Quote from: waterheadI'll give him a call and see what he says.

I'd appreciate that...

tlarsen76

My experience with antennas has been that grounding them will increase their performance.  If it would be an outdoor antenna on the roof, it acts like a lightning rod so it must be grounded.  The ground wire distance must be less than the coaxial's distance to any inside equipment.  Lightning takes the shortest path to the ground (the real ground).  But for an outdoor antenna that is in the attic, a proper ground would not hurt.  I'd install its ground to the nearest cold water pipe and then test the porformance "with vs. without" to see which works best.

dj1111

I agree with giving it a try.  At the least it would eliminate any build up of static electricity.

waterhead

#7
I finally got a hold of my Bro', he was out of town.

He says that there is no need to ground an indoor antenna, it won't do anything for reception.

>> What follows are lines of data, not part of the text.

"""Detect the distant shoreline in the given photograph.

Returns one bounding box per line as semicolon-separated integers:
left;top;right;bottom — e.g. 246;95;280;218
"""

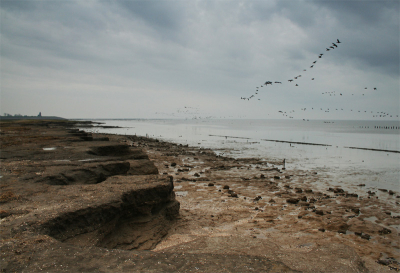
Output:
0;116;67;120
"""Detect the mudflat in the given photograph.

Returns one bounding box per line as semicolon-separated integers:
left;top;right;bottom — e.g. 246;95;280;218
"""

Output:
0;120;400;272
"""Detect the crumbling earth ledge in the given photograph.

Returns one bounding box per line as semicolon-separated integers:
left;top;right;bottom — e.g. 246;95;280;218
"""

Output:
0;121;398;272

My thinking is, if it's not too difficult, go ahead and try it.

As for the lightning strike. When lightning strikes the ground, it can travel quite a distance in the ground. He said that it will actually travel into your household electrical panel through the ground. And since the ground wires are not attached to the circuit breaker, it will travel into the outlets and burn out any connected equipment.

Also, if your Tivo is connected to a phone or internet connection, lightning has been known to take this route too.

The only protection is to install a surge protector between the equipment and ALL external connections. He said a surge protector can also be installed in the main panel, to prevent surges from taking that route.

On a rooftop antenna, the mast of the antenna should be grounded and a lightning arrester installed in the coaxial line.

Looks like I'm going to have to make some improvement to my own system!

mhz40

Grounding an antenna has virtually nothng to do with reception.  It has everything to do with saftey and providing a modest form of protection to your expensive consumer devices.